さっきの休み時間は十分しかなく、状況を説明するには足りなかった。とりあえずその次が昼休みだったので、お弁当をご一緒しながら説明していたのだ。しかしまだわかってないらしい。これ以上説明のしようもないんだけどな。
「手当り次第、はいいんだけど。一番目が俺ってことだよね」
「そうだよ」
「それはなんで?」
と尋ねられて、ふふふと笑うと二人は首を傾げた。
「私もね、馬鹿じゃないの。可能性のある人から当たっていくのが効率的ってことぐらいわかるわけ!」
「そんなことは馬鹿でもわかると思うけど」
「……浦風くん厳しくない?」
「あ、ごめん」
別にいいけど。
「つまり、浦風くんが一番可能性あると思ったの!」
「ええー……」
浦風くんは困ったように眉を寄せて、ちらりと三反田くんの方を見やった。その三反田くんはまた目を瞬かせてから、苦笑した。
「なんで藤内なの?」
「顔が良いから」
『え』
あっさり答えると、二人は揃って目を丸くした。
「だってほら、ほとんど一目惚れなわけじゃん。だったらやっぱり、顔で決めたのかなーと思って」
「待って夢野さん。その発言結構最低だって自覚してる?」
「……ほんとだ!」
浦風くんの言う通りだ!顔で好きな人を決めるんだってさ!堂々とそんなこと言ってのけるのは誰だ!私か!
「……ま、所詮人の第一印象なんて顔で決まるんだからしょうがないよね」
「夢野さんって意外とそういう現実的なこと言うんだ……」
「とにかく!浦風くんの顔は私の知り合いの男子の中では一番好みなので、最初は浦風くんに突撃するべきだと思ったの!」
「……そっか」
浦風くんは複雑な表情を浮かべている。顔褒められてるんだから、喜べばいいのに。ああでも、浦風くんほどの美少年だと褒められ慣れてるか。
「ち、ちなみにさ」
「なに?三反田くん」
「えっと、その基準で言うと、どんな順番で回るつもりなのかな」
おっと三反田くん。私の計画を聞きたいのか。そんなこと聞いてどうするんだろ。別に言ってもいいけど。

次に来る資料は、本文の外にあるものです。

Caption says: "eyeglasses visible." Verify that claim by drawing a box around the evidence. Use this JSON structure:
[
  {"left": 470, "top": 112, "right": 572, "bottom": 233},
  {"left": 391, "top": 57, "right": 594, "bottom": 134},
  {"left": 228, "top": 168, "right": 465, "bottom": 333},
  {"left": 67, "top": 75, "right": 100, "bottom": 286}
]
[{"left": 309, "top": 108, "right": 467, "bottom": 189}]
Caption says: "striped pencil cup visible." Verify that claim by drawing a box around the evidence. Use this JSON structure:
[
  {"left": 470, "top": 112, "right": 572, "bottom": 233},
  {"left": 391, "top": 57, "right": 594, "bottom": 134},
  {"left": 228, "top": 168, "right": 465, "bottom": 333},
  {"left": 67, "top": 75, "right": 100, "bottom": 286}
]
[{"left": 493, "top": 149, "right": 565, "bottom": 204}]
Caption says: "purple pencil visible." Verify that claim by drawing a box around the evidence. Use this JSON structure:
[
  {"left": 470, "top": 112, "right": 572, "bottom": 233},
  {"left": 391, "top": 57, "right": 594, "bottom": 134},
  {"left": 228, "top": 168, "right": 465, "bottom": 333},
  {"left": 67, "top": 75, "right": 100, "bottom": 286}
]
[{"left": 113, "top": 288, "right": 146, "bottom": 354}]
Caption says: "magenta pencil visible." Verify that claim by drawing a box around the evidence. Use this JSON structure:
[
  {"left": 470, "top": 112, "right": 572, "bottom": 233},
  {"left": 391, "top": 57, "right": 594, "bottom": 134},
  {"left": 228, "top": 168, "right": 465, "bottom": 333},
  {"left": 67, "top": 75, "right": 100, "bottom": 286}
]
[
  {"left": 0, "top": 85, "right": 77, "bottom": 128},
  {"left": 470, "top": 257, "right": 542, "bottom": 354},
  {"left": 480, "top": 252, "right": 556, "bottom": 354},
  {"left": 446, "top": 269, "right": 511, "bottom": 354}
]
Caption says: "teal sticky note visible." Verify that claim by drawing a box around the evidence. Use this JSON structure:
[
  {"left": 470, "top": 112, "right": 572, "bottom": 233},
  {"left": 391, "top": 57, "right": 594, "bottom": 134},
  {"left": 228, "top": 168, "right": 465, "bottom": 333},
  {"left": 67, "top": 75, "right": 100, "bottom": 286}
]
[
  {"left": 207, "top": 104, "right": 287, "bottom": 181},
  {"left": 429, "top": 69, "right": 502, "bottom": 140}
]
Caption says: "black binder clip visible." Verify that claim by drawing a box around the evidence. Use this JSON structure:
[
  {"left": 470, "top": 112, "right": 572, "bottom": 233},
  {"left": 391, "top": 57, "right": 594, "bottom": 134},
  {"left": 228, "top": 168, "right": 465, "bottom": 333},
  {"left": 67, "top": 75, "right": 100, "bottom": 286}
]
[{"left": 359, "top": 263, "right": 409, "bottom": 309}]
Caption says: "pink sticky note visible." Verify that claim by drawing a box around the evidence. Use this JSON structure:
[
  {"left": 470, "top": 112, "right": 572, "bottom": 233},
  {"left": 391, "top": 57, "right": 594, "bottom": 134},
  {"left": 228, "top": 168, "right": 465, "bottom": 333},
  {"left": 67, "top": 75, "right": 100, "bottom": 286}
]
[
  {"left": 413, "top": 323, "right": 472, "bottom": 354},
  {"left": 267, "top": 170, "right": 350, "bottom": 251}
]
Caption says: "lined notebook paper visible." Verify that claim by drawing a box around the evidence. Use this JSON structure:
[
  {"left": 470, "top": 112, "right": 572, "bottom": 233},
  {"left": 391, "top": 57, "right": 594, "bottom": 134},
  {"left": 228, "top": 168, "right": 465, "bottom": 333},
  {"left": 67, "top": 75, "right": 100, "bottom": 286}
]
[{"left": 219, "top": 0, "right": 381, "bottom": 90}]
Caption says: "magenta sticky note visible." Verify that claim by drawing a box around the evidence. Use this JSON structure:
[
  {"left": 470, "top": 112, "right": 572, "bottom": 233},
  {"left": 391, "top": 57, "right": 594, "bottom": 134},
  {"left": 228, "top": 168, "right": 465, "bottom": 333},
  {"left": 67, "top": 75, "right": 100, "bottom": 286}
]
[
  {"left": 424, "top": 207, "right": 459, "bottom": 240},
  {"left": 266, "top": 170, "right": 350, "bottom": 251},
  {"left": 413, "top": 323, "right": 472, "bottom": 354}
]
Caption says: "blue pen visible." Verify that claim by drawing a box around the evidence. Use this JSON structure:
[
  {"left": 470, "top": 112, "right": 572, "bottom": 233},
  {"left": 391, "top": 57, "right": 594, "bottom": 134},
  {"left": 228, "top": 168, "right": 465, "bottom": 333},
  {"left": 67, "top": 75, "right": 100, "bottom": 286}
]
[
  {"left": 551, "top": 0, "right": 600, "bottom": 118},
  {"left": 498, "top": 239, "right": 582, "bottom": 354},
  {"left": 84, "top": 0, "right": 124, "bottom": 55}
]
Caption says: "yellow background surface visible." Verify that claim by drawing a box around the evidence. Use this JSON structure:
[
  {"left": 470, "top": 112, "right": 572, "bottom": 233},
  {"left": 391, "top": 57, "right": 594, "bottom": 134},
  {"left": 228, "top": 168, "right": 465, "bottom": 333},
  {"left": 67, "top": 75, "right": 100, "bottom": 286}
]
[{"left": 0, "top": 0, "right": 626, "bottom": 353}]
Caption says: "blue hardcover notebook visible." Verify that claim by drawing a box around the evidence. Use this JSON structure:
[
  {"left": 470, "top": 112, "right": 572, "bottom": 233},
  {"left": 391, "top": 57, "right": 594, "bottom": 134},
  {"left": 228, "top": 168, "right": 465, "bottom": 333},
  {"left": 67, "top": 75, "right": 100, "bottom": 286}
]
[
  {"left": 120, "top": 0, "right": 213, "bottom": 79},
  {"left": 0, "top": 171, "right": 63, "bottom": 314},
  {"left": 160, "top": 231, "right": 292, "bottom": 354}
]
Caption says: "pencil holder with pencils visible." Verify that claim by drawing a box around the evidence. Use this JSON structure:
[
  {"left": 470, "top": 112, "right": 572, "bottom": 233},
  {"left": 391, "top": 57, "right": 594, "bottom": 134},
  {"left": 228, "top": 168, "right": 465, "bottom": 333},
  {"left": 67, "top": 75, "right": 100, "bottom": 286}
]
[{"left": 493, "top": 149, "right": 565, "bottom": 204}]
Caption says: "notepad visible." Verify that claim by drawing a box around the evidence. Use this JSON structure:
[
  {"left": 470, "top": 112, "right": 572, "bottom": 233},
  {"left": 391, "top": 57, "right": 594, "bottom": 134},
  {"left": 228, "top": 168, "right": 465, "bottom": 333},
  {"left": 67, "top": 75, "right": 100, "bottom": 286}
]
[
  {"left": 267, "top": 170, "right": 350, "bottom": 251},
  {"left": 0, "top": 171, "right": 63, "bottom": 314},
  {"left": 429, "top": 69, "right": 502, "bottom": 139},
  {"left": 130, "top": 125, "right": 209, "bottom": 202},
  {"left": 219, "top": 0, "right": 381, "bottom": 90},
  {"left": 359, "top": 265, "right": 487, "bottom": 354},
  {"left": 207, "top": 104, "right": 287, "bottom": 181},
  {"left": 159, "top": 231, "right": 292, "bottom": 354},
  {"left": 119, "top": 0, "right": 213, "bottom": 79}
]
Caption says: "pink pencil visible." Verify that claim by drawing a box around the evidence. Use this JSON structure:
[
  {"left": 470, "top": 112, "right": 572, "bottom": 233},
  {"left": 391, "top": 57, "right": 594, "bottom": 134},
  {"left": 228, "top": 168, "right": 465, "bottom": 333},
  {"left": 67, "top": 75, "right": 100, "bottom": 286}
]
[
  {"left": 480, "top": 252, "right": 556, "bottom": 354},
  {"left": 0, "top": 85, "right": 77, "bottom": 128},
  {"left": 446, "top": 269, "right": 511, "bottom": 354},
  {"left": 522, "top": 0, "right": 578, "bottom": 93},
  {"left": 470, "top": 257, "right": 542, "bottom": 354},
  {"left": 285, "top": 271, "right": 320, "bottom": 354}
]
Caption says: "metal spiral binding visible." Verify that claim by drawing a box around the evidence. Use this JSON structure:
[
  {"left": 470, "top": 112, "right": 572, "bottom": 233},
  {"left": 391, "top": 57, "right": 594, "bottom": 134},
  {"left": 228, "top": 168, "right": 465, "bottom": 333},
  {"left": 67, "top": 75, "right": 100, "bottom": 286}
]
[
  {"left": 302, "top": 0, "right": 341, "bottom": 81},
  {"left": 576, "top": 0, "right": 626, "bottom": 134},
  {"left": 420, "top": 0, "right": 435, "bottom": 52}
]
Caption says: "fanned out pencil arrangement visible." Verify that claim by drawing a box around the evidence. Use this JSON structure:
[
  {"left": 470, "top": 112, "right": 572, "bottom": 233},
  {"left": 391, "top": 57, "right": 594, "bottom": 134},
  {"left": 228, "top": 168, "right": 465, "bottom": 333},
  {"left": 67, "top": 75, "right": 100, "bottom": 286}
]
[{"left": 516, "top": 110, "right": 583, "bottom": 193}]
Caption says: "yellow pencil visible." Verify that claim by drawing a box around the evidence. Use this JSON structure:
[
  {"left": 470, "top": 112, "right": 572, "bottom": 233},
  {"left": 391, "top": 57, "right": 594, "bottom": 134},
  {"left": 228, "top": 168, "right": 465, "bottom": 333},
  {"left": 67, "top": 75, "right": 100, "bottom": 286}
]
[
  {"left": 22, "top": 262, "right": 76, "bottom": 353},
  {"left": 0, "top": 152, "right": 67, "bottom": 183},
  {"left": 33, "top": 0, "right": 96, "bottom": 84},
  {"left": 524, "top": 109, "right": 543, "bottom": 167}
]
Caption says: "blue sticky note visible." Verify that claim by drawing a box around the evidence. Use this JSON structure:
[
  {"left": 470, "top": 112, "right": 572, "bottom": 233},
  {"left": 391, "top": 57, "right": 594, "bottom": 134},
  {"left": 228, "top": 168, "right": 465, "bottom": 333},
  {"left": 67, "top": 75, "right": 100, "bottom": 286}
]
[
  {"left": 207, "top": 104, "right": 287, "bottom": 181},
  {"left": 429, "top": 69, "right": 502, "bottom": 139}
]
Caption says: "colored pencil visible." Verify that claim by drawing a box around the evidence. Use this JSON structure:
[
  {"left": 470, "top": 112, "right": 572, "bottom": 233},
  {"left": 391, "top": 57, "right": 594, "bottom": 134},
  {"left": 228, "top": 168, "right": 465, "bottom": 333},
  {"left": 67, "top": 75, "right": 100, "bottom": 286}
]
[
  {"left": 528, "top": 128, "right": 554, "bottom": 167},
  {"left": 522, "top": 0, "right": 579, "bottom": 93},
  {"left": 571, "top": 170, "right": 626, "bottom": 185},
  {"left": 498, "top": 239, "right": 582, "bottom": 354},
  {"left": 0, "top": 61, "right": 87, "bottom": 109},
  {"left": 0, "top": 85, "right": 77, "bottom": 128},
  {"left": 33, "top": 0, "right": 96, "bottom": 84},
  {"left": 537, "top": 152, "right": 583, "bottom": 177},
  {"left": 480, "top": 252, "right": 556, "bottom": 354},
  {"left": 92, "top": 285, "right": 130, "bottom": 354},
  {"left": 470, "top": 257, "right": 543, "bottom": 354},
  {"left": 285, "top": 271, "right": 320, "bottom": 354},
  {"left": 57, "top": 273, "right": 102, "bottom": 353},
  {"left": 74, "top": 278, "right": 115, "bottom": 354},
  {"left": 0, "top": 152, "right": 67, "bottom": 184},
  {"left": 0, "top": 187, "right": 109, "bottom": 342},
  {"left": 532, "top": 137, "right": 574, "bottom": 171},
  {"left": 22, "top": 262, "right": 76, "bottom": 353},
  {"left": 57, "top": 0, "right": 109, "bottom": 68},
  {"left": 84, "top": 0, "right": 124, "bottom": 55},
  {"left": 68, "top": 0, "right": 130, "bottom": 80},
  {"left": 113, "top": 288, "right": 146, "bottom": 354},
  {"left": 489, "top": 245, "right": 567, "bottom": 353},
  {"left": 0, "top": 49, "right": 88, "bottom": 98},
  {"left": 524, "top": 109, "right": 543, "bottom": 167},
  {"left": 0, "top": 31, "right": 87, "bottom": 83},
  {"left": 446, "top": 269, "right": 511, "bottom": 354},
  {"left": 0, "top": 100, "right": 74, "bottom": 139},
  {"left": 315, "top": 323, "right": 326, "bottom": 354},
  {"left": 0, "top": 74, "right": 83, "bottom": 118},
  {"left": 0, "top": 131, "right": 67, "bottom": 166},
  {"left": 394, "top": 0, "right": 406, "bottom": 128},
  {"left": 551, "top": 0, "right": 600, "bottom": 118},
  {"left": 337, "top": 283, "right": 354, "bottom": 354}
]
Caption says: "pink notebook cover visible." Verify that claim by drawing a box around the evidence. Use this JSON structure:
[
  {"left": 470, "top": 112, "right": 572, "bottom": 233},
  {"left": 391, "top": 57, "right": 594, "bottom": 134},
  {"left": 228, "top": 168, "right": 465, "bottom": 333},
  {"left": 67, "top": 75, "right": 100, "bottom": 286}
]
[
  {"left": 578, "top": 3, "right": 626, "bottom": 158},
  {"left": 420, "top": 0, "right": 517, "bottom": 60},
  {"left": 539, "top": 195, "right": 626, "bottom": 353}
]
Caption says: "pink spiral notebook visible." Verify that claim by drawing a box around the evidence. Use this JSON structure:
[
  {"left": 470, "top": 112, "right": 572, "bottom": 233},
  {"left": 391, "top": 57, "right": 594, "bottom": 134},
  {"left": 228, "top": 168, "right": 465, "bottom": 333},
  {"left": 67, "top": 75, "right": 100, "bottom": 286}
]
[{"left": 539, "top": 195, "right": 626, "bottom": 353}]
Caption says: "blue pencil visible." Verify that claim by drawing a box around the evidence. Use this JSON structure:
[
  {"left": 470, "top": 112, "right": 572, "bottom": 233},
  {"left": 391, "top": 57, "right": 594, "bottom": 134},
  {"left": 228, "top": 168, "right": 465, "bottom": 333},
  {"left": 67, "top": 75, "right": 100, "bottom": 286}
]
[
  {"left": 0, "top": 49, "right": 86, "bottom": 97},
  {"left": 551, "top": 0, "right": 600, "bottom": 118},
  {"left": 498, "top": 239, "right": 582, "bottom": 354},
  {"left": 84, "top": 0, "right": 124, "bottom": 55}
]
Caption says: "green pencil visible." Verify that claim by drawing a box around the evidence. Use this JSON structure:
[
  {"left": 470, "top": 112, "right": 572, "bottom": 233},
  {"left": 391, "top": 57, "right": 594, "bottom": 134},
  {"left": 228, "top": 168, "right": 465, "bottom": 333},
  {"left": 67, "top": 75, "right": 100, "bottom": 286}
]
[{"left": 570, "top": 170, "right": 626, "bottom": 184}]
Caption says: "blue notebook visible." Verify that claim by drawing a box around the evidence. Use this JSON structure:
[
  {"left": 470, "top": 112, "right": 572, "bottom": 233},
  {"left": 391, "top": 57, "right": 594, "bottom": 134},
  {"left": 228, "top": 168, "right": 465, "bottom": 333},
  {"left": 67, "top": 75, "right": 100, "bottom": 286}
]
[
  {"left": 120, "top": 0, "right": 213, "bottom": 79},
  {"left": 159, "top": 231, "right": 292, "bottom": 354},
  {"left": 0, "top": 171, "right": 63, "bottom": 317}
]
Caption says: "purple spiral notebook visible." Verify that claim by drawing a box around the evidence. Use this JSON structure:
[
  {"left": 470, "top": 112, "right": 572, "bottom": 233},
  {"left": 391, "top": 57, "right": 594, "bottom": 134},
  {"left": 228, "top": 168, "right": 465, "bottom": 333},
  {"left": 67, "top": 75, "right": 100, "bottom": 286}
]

「昨日よく考えてね、一番効率的な順番を考えたよ!ずばり、浦風くん、伊賀崎くん、三之助の順番!」
「……え、三人だけ?」
「うん!でもよく考えたら私の知り合いの男子もっといたの!だから付け加えなきゃ!」
「この子大丈夫かな」
浦風くんが心配そうな顔をした。大丈夫だよ!昨日は知り合いの男子に誰がいるか思い出せなかっただけだよ!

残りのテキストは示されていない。